Does autorotation training do more harm than good to future pilots?
We’ve all heard that practice makes perfect, but what if practicing an emergency procedure is more dangerous than the emergency itself? In 2011, the FAA Safety Team released an article on Planning Autorotations in response to helicopter accidents/incidents reporting that the greatest risk for an accident or incident occurred while practice autorotations. Read on for tips on how to better prepare for autorotations and what you can do as the pilot or instructor to reduce risk while still ensuring safe and effective practice autorotations.
Note: This blog is in no way trying to discourage pilots from training for autorotations, but we simply aim to provide a resource for safer training practices. As for any emergency procedure, knowing what to do and when to do it can legitimately be a matter of life and death. Practice for these situations is always necessary, but the practice should be handled with care and efficiency.
Set boundaries during drills.
As the instructor, or simply for your own practice flights, establish limits or parameters in which you are no longer comfortable with what is being practiced and plan to either return to powered flight or abort the procedure.
For example, this could be:
- At 100’ AGL, we’ll continue the autoration only under the following conditions:
- Trim and attitude set with airspeed +/- 5 knots
- Rotor RPM in the green arc
- Normal rate of descent
- Turns completed and aligned with the landing area
Note: these are provided as examples only, set parameters for your particular make/model
Remember, if you are not completely comfortable anytime during the maneuver, abort. Don’t rush the set-up for the actual procedure, if it takes you 10 minutes to properly set up for an autorotation entry, take 10 minutes. Practicing the maneuver is necessary to build skill, but it is not worth getting into an otherwise avoidable accident.
Autorotation training tips:
- Prior to entry, conduct a check (like HASEL), to help ensure safety during the maneuver:
- Height – sufficient to complete the planned maneuver?
- Area – suitable in all aspects (such as near an airport, preferably an open runway or flat area next to a runway) should an actual engine failure occur?
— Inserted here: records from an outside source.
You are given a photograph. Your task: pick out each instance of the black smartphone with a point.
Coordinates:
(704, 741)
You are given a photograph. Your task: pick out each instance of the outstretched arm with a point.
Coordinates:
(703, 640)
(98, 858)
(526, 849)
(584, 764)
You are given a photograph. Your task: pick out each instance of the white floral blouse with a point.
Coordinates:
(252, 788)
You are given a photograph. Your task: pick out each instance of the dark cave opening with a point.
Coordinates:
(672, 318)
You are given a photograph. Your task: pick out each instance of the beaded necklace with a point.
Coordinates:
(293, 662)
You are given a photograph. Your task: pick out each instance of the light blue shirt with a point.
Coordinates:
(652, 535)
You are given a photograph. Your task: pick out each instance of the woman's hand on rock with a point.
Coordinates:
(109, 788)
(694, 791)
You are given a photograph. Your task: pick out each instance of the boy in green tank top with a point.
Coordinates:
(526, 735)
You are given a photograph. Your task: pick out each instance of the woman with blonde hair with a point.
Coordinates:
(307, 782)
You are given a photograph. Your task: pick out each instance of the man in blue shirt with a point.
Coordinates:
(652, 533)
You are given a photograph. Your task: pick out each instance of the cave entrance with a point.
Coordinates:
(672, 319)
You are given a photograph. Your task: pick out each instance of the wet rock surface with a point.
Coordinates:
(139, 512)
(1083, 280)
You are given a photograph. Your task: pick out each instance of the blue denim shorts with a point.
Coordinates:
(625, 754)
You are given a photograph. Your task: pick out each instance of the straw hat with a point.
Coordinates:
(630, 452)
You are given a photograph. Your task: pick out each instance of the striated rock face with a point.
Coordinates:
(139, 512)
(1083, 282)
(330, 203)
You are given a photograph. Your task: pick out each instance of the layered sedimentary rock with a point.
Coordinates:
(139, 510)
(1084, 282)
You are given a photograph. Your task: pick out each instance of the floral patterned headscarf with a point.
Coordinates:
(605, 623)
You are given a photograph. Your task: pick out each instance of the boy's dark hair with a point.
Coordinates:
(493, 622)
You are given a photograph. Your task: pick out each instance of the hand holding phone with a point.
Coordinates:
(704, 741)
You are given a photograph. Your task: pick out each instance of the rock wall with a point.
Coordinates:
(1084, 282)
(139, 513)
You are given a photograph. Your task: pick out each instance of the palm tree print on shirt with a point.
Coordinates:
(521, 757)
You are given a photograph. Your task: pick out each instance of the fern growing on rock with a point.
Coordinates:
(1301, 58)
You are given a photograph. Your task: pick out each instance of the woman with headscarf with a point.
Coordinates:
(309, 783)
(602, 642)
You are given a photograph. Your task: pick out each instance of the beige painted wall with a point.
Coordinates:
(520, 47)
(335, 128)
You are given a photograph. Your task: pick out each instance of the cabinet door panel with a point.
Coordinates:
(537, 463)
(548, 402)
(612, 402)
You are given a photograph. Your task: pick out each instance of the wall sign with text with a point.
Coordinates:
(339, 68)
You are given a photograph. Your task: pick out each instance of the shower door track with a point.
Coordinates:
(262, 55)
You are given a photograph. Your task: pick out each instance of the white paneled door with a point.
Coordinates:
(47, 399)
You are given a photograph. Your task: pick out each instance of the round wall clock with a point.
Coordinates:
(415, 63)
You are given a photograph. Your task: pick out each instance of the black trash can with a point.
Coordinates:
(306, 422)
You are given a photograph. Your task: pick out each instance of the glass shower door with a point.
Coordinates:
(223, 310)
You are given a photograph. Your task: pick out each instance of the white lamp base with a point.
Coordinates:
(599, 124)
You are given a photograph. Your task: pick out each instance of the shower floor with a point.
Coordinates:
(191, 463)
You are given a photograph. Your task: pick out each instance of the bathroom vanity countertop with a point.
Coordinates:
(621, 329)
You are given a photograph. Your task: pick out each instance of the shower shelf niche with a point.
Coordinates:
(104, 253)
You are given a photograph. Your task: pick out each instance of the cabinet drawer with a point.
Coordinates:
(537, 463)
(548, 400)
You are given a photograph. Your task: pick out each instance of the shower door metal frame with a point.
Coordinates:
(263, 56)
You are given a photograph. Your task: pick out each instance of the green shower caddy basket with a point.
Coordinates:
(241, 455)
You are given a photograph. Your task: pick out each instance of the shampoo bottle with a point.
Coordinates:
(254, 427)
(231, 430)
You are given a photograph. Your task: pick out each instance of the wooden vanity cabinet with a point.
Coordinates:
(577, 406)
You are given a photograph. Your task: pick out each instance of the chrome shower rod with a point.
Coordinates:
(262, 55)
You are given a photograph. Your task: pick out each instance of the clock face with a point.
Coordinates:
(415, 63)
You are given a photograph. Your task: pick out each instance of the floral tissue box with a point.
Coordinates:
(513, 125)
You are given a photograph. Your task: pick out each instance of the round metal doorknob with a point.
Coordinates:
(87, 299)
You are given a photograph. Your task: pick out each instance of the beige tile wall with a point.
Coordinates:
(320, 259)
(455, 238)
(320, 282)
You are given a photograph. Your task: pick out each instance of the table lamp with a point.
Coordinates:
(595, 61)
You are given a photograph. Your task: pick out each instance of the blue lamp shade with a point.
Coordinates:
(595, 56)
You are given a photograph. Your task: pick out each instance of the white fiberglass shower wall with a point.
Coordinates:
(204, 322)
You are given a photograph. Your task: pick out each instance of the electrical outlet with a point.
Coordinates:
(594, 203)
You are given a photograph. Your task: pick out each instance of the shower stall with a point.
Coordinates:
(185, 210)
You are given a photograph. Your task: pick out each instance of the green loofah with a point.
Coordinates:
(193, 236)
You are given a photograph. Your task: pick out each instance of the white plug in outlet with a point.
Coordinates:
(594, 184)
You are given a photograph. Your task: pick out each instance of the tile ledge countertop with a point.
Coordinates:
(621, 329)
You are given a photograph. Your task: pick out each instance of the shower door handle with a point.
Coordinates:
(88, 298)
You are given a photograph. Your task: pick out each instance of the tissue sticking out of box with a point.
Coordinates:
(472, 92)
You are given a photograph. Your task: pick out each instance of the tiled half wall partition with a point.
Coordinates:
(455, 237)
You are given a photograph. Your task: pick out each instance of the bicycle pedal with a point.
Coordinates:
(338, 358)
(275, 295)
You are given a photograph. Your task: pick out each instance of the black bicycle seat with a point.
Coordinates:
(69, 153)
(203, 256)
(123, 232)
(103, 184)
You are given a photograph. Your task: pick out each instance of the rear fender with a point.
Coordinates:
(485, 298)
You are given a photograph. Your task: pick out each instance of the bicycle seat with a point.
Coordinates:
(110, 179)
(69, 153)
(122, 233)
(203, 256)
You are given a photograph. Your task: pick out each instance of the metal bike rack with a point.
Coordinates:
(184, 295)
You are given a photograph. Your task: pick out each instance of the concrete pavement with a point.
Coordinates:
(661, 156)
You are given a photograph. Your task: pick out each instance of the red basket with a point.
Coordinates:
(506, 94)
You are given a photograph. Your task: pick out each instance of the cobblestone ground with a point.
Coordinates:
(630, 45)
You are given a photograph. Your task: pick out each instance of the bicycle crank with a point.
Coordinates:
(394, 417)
- Security – all secure, strapped in and no loose articles?
- Engine – all indications in the green, carb heat (if equipped)
- Lookout – any other aircraft or hazards around?
- Continually monitor and check airspeed, rotor RPM, and rate of descent stay within limits, should they stray outside any established limit, always initiate a power recovery
- If an instructor is on board, ensure a positive exchange of controls, especially if the instructor feels the need to abort the maneuver — don’t let the student get so far into a corner that the practice session turns into a real incident or accident. Students need to make errors, but instructors should monitor close enough to not let the situation devolve into a non-recoverable event
- Decide early on the type of recovery at the end of the maneuver
- Always take the wind direction into account
Practicing autorotations is necessary and pilots should know and understand what to do when the helicopter engine goes silent, but beyond the maneuver itself, it’s crucial to ensure practice flights are performed under the best possible scenarios and stay within predetermined constraints. Always set safety hard-line parameters and follow through with power recoveries if those lines are crossed. The biggest mistake made while practicing autorotations has been noted as the instructor either not taking control of the aircraft or not calling for a recovery in sufficient time to accomplish it. If the simple steps above are followed, the risks of an accident or incident occurring during practice autorotations will be reduced. Doing so will help ensure good habit patterns are developed and that pilots are well-equipped to handle an actual emergency without creating one during training.